Hubble captures the unusual disappearance of a nebula in real time




The life cycle of stars is very long, eternal for the human conception of time. They take millions of years to be born and their adult stage extends over billions of years. When those that are like our Sun deplete the hydrogen nucleus that serves as their energy, they expand and expel their outer layers forming a bright planetary nebula that, in turn, will take tens of thousands of years to fade. Well, the Hubble space telescope has captured something unprecedented: the disappearance of the manta ray nebula, the youngest known, in just two decades. As researchers from the Higher Council for Scientific Research (CSIC) explain, nothing similar has ever been seen in real time before.

The Manta Ray Nebula, or Hen3-1357, was introduced as the youngest known planetary nebula in 1998: it was estimated that the core of the central star had only been producing enough energy for twenty years to ionize the envelope of gas that had formed. formed as a result of the expulsion of the outer layers. The data also showed that the central star had warmed faster than expected considering its low mass. And its size is equivalent to one tenth of the usual dimensions of planetary nebulae

Strange changes

But the quirks of this cosmic stingray don’t end there. A new job shows that it has faded over the past two decades, and that the layers of gas surrounding the central star have faded.

“They are dramatic and strange changes,” says Martín A. Guerrero, a researcher at the Institute of Astrophysics of Andalusia (IAA-CSIC) who is participating in the study. “We are witnessing the evolution of a nebula in real time, and we see variations in a few years. We have never seen this so clearly, “he adds.

Comparing the images obtained by Hubble in 2016 and those obtained in 1996 shows how the nebula has lost its brightness and changed shape. The fluorescent gas tentacles and filaments in the central regions have all but disappeared, and the curvilinear edges that suggested their association with stingrays have all but faded.

Researchers have documented unprecedented changes in the light emitted by nitrogen, hydrogen and oxygen expelled by the dying star in the center of the nebula. The emission of oxygen, in particular, dimmed in brightness by a factor of nearly a thousand between 1996 and 2016.
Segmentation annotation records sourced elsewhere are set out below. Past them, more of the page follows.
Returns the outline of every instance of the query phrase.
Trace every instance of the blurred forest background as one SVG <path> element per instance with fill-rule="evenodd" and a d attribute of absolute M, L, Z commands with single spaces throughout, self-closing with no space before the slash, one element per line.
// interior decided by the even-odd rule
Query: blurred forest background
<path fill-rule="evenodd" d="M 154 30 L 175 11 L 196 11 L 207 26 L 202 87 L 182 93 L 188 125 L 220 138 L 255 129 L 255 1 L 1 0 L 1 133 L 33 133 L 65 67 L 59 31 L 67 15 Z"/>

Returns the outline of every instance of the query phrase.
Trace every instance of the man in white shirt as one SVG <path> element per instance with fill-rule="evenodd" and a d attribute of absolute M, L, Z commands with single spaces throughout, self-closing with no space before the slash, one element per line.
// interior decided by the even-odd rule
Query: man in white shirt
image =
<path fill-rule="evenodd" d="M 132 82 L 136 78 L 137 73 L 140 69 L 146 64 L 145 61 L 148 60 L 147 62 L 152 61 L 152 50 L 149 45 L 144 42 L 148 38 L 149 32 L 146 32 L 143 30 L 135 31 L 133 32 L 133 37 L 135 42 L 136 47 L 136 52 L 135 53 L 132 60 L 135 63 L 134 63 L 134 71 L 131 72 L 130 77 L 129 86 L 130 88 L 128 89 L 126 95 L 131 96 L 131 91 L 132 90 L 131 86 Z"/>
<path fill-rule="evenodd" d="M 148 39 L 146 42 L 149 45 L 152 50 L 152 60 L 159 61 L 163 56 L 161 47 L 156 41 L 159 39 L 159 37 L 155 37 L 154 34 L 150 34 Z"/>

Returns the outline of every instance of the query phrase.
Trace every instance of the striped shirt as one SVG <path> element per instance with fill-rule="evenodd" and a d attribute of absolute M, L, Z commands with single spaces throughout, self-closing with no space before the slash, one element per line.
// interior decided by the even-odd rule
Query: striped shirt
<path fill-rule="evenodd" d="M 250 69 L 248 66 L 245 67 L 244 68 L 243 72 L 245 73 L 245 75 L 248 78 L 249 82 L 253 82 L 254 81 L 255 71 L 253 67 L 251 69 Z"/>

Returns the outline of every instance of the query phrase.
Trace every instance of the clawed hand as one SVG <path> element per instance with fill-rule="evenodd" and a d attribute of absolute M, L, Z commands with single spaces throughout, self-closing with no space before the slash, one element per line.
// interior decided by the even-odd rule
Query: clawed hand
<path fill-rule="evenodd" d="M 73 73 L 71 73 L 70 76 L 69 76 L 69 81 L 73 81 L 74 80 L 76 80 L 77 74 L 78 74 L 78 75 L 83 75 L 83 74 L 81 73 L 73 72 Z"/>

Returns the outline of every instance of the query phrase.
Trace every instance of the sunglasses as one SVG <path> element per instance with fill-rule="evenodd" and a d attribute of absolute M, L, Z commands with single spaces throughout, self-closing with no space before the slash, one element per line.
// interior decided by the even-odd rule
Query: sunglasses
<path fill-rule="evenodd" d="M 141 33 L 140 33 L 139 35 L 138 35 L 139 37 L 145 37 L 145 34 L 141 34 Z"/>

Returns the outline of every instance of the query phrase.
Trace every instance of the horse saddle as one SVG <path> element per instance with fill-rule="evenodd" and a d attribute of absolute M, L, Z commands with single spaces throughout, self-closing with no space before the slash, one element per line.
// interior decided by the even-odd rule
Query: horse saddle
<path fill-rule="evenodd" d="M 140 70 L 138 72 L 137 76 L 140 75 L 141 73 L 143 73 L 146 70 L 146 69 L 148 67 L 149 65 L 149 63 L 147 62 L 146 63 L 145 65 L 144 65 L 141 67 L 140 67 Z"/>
“We have seen changes in nebulae before, but what we have here are changes in the fundamental structure of the nebula,” says Bruce Balick, a researcher at the University of Washington Seattle (USA), who is leading the research. In most cases, the nebula grows larger. Here, instead, it is changing its shape and weakening on an unprecedented time scale. Also, to our surprise, it is not growing; in fact, the inner elliptical ring that was shiny seems to shrink as it fades. ‘

Observations from the ground had shown signs of variability in brightness over time in other planetary nebulae, but these indications have not been confirmed until now. ‘Due to the optical stability of the Hubble Space Telescope, we are very, very confident that this nebula is changing in brightness over time. This is something that can only be confirmed with the visual acuity of Hubble, ”says Guerrero.

Getting colder

The researchers note that the nebula’s rapid changes are a response to its central star, SAO 244567, whose surface temperature soared to 60,000 degrees, ten times the temperature of the Sun, in a short time between 1971 and 2002. Since then it has experienced a gradual descent to 22,000 degrees, so the star is unable to produce enough photons to keep the nebula ionized.

“It is difficult to know what his final destination will be. Perhaps the central star will heat up again and ionize the nebula, or perhaps it never will and Hen3-1357 will become a failed planetary nebula, “concludes Guerrero. At current fading rates, the nebula is estimated to be barely detectable in 20-30 years.